Son las escenificaciones callejeras de Fuerza Bruta a propósito de los festejos del Bicentenario y, con el mismo motivo, el “Laberinto de las antinomias argentinas”, creado por Daniel Santoro y Francis Estrada. Esas obras ponen en juego un cierto tipo de experimentación teatral y estética ligándolas a un relato histórico que abreva en las narraciones por la justicia. Una y otra obra son bien distintas. El Laberinto resulta del ejercicio lúdico y abismado con el que Santoro viene revisando la historia de la nación y fundamentalmente las tensiones desplegadas alrededor de la experiencia del primer peronismo. Este movimiento y sus figuras principales son releídas en la clave de una mitología de la infancia, por eso la escala del “País de los niños” resulta una instancia recurrente. Mundo de hadas, delantales blancos, palmadas en las nalgas, pequeños Pulquis. Eso es el corazón de la pintura de Daniel Santoro, en la que el conflicto, al que no se deja de aludir, es interpretado en clave de juego y teatralidad.
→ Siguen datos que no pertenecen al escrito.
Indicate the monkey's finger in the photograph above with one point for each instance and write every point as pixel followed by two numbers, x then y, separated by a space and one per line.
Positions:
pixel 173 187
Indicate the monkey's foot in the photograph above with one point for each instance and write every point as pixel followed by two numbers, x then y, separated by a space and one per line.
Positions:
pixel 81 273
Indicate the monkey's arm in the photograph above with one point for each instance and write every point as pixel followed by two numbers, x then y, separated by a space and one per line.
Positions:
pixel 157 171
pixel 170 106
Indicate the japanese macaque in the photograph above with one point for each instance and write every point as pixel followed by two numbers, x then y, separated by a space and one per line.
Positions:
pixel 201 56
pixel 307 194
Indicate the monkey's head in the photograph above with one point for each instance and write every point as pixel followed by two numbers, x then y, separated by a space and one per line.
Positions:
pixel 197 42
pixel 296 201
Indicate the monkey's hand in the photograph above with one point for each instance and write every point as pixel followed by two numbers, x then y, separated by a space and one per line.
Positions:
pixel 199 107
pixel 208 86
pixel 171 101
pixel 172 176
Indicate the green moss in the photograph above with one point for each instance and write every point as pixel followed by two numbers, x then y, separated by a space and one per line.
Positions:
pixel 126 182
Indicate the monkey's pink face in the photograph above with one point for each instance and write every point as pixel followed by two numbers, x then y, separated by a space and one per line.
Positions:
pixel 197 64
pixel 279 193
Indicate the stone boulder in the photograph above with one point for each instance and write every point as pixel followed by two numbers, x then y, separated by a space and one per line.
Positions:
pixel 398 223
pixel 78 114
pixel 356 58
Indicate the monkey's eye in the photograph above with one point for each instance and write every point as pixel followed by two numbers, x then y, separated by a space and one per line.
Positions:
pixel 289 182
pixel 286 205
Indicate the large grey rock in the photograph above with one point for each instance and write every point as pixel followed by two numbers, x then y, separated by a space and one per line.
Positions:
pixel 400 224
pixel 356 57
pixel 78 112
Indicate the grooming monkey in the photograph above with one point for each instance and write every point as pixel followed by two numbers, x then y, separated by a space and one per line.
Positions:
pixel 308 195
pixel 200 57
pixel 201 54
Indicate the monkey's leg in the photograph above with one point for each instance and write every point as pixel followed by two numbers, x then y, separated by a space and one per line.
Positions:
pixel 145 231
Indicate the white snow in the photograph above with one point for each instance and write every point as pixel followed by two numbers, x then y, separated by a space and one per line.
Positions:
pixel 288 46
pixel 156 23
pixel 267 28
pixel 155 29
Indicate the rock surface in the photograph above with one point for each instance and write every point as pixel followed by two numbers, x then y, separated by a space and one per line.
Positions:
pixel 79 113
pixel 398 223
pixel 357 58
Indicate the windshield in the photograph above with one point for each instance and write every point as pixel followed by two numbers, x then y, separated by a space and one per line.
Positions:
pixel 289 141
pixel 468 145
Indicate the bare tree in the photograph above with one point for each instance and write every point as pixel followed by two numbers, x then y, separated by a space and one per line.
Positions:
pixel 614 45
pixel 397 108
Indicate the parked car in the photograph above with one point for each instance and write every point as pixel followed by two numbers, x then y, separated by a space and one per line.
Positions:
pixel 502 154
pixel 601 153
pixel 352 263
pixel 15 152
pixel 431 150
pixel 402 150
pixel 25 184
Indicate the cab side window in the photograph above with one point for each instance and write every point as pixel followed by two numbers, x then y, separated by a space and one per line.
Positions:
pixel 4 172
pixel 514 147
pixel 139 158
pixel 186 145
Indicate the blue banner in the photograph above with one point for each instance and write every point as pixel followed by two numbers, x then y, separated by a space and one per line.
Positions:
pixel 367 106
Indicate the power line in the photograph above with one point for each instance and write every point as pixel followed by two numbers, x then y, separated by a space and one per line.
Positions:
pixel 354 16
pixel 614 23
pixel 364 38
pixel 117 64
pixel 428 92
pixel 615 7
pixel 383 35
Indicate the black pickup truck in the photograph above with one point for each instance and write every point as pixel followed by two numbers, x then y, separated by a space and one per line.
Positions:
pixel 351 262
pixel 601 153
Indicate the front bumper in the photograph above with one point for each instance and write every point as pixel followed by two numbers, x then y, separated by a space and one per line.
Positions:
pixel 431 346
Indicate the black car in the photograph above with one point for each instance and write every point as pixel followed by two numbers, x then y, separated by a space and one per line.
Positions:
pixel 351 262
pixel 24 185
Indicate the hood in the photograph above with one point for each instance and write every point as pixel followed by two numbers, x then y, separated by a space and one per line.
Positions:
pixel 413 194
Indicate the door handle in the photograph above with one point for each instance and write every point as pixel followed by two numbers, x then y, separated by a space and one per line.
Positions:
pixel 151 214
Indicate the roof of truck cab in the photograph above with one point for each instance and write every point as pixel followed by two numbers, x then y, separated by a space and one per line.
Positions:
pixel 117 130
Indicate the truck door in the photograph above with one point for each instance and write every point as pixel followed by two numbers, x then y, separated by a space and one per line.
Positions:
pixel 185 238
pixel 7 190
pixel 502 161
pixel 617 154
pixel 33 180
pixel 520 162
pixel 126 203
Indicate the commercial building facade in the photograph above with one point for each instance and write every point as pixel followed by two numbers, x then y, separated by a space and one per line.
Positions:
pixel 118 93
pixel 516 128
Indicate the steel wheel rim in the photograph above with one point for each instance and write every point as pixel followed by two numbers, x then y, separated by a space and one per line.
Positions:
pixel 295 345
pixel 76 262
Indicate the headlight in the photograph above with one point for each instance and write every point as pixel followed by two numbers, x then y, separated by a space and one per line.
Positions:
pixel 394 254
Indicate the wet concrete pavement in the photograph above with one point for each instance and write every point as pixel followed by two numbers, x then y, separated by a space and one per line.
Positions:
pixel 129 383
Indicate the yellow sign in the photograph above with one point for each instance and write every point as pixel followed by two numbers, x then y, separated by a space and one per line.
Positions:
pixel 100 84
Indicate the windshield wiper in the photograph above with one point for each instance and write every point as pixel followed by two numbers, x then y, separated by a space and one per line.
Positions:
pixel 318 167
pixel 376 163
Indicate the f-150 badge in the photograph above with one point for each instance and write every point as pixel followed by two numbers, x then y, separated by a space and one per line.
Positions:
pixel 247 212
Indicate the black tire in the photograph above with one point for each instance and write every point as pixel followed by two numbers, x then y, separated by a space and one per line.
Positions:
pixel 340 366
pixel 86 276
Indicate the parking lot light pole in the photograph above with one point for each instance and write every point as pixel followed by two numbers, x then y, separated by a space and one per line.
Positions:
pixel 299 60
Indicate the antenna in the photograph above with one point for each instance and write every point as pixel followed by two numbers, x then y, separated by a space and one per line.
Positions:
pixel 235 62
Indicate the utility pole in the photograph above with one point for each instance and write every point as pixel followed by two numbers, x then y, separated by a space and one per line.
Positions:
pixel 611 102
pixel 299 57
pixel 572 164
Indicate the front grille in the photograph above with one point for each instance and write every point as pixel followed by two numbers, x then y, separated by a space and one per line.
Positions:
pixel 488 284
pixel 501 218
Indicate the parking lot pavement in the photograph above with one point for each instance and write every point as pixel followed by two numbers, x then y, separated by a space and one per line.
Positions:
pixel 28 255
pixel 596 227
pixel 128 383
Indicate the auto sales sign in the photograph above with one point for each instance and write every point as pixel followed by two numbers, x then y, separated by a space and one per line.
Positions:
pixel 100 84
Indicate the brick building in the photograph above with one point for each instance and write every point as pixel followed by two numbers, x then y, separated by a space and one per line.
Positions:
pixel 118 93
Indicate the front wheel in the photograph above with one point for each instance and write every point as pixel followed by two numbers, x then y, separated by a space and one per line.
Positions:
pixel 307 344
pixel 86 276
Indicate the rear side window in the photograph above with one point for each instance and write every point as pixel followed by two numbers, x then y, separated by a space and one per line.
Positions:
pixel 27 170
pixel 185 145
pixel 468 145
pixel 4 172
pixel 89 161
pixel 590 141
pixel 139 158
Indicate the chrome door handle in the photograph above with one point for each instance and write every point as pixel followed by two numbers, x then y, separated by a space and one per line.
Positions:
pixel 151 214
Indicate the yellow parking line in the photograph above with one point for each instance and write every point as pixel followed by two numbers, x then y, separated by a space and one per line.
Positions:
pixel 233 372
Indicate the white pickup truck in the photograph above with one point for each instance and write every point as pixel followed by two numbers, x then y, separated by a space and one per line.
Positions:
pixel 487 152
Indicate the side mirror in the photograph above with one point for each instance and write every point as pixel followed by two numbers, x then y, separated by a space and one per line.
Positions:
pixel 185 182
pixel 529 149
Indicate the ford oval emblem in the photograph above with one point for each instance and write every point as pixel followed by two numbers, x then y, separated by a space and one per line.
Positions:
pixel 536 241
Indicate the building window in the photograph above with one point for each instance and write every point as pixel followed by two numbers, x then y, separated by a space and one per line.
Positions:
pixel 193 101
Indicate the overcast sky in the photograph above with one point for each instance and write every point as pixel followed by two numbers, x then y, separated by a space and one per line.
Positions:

Se liga al modo en que Miguel Vitagliano en Vuelo triunfal y César Aira en El tilo narraron los años peronistas, desde los mitos de una edad de oro que coincide, necesariamente, con la de la fábula para una niñez encandilada.
En el laberinto, las antinomias argentinas se inscriben en esa interpelación al niño que pervive en la existencia adulta, quizá porque las antinomias para ser creídas con eficacia y agitadas con pasión requieren de ese plano de la creencia. Sin embargo, el despliegue de esas confrontaciones ha sido cruento y poco ha tenido de juego de espejos. Si uno puede transitar el recordatorio de esa violencia, que no deja de presentarse en todo lo que tiene de ominosa, es porque está surcado de detenciones lúdicas y jocosas. Optimismo de un mundo sin antinomias o sueño infantil de la ciudad reconciliada.
Las carrozas del Bicentenario, por el contrario, desplegaron un relato que tuvo más de conflictivo que de armónico, aunque la conciliación estaba resuelta por la misma continuidad de la fiesta que lo enmarcaba. La narración fue alegórica y, como se ha señalado críticamente, parcial. Pero esa parcialidad constituyó la más interesante de las apuestas: la de situar un tipo de valoración de la historia centrada en la pregunta por los valores emancipatorios y por las desdichas populares, en el centro de la conmemoración pública. A diferencia de otras formas de presentar un relato histórico, en ésta las escenas convocaban a una experiencia afectiva y emocional que impedía su cierre en una interpretación homogénea. Era el sueño de las vanguardias –el de producir una conmoción capaz de incitar a una comprensión de otro orden– pero puesto a disposición de una situación de masas.
Las calles en las que eso transcurría eran una fiesta. Fiesta de la multitud circulando y del espacio público recuperado. 2010 cerraba así, continuando e invirtiendo, el 2001. Invirtiendo: porque la alegría de una comunidad posible es el revés de la furia de una sociedad estallada. La fiesta no fue el festejo de la sociedad existente, sino más bien su hebra utópica: la inaugurada temporalidad de lo que podría advenir, la compartida experiencia de un momento sustraído de las lógicas de segregación y exclusión, de fastidio y colisión, que signan la vida urbana. Pero a la vez, sólo fue posible por la continuidad con aquellas calles airadas de 2001, en tanto las políticas posteriores intentaron reconocer y expandir las grietas que se habían producido al orden neoliberal.